Manage projects	Describes how to create projects and set project parameters in the Intelligent Speech Interaction console.
Obtain an access token	Describes how to obtain an access token. You must obtain an access token before you call Intelligent Speech Interaction services.
Call Intelligent Speech Interaction services	Short Sentence Recognition Real-time Speech Recognition Speech Synthesis Recording File Recognition
Use customization tools for speech recognition	Describes how to use customization tools to improve the effectiveness of speech recognition.

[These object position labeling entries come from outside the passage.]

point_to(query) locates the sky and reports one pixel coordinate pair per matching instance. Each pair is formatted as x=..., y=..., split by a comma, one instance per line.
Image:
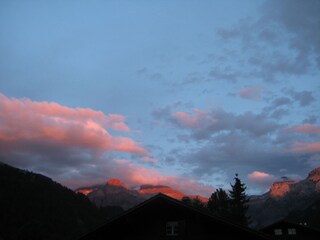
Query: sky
x=179, y=93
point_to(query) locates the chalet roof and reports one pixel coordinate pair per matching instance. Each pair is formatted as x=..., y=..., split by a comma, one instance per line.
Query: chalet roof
x=168, y=200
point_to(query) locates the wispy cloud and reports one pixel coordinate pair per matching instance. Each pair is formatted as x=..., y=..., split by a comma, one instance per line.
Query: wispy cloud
x=251, y=93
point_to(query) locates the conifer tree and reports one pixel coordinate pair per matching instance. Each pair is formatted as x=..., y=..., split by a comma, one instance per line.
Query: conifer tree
x=219, y=203
x=239, y=202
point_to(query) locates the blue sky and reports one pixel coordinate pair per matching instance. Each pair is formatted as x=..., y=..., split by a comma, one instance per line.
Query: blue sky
x=200, y=90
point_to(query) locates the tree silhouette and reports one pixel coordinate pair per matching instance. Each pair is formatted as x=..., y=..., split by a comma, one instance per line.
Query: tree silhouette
x=219, y=203
x=239, y=202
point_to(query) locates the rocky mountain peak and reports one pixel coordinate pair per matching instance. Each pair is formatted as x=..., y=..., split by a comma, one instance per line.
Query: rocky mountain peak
x=314, y=175
x=116, y=183
x=279, y=189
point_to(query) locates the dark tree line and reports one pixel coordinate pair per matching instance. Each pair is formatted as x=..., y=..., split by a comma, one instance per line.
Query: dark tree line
x=231, y=205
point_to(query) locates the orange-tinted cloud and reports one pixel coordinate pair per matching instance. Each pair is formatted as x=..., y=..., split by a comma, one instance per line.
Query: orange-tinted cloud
x=305, y=128
x=134, y=174
x=23, y=120
x=261, y=177
x=305, y=147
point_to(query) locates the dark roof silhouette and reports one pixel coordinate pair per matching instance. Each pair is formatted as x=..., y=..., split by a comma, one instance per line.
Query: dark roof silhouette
x=301, y=231
x=148, y=221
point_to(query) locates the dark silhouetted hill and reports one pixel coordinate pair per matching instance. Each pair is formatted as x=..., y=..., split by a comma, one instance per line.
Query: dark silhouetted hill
x=33, y=206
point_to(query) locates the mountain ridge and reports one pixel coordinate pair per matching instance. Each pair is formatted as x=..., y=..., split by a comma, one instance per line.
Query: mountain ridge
x=116, y=193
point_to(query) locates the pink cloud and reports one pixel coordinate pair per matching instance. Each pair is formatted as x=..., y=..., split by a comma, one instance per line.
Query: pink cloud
x=305, y=128
x=252, y=93
x=305, y=147
x=261, y=177
x=23, y=120
x=196, y=120
x=147, y=159
x=132, y=173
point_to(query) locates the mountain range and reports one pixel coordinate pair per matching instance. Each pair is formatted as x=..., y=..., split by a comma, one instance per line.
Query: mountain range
x=116, y=193
x=32, y=206
x=283, y=198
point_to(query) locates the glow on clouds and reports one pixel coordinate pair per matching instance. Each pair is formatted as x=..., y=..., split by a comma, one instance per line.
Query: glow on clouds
x=26, y=120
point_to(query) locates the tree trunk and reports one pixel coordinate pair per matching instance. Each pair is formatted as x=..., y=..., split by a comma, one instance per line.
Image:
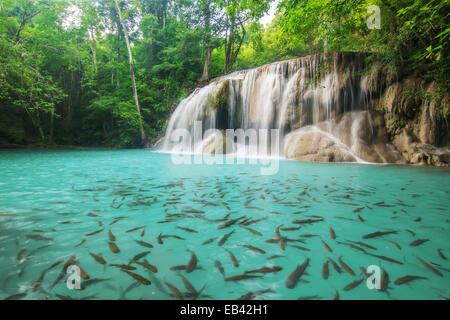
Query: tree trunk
x=133, y=81
x=207, y=66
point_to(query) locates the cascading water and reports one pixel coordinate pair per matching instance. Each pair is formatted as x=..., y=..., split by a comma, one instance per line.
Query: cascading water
x=320, y=105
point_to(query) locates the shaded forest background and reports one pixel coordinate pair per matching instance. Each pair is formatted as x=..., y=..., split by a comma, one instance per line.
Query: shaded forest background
x=110, y=72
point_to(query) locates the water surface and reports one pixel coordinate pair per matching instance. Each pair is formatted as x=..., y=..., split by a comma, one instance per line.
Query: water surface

Differences among various Intelligent Speech Interaction services

Service	Real-time performance	Feature	Scenario	Audio coding format	Call method	Free quota	Purchase
Short sentence recognition	Real-time recognition.	Recognizes short speech that lasts for 1 minute or less.	Scenarios such as voice search in apps, customer service hotlines, chat conversations, and voice command control	Pulse-code modulation (PCM) for uncompressed PCM or WAV files and Opus	Java/C++/Android/iOS	A maximum of two concurrent call requests	Separate resource package
Real-time speech recognition	Real-time recognition.	Recognizes speech data streams that last for a long period of time.	Uninterrupted speech recognition scenarios such as conference speeches and live streaming	PCM for uncompressed PCM or WAV files	Java/C++/Android/iOS	A maximum of two concurrent call requests	Separate resource package
Speech synthesis	Real-time synthesis.	Converts text that contains a maximum of 300 UTF-8 encoded characters to speech.	Scenarios that require text-to-speech synthesis	PCM, WAV, and MP3	Java/C++/Android/iOS	A maximum of two concurrent call requests	Separate resource package
Recording file recognition	Non-real-time recognition. After a free trial user sends a recognition request for a recording file, the recognition server recognizes the file and returns the result within 24 hours. For a paying user, the recognition result is returned within 6 hours. Note This is not true if the recording files that are uploaded within 30 minutes are more than 500 hours in length. If you need to convert such data, contact the pre-sales service.	Recognizes a recording file that has a maximum size of 512 MB.	Scenarios that do not require real-time recognition	Single-track and dual-track WAV and MP3	Java/C++/GO/.NET/Node.js/PHP/Python	Call requests for recognizing recording files that are up to 2 hours in length for each calendar day	Separate resource package
Long text speech synthesis	Non-real-time synthesis.	Converts text data that contains thousands or tens of thousands of characters to binary audio data.	Scenarios such as reading novels and articles	PCM, WAV, and MP3	JAVA/C++/RESTful API	No trial edition available	Separate resource package

Notice

Except for the recording file recognition service, other speech interaction services of Intelligent Speech Interaction support only mono speech data.
Intelligent Speech Interaction supports only 16-bit audio files that are sampled at 8 kHz or 16 kHz.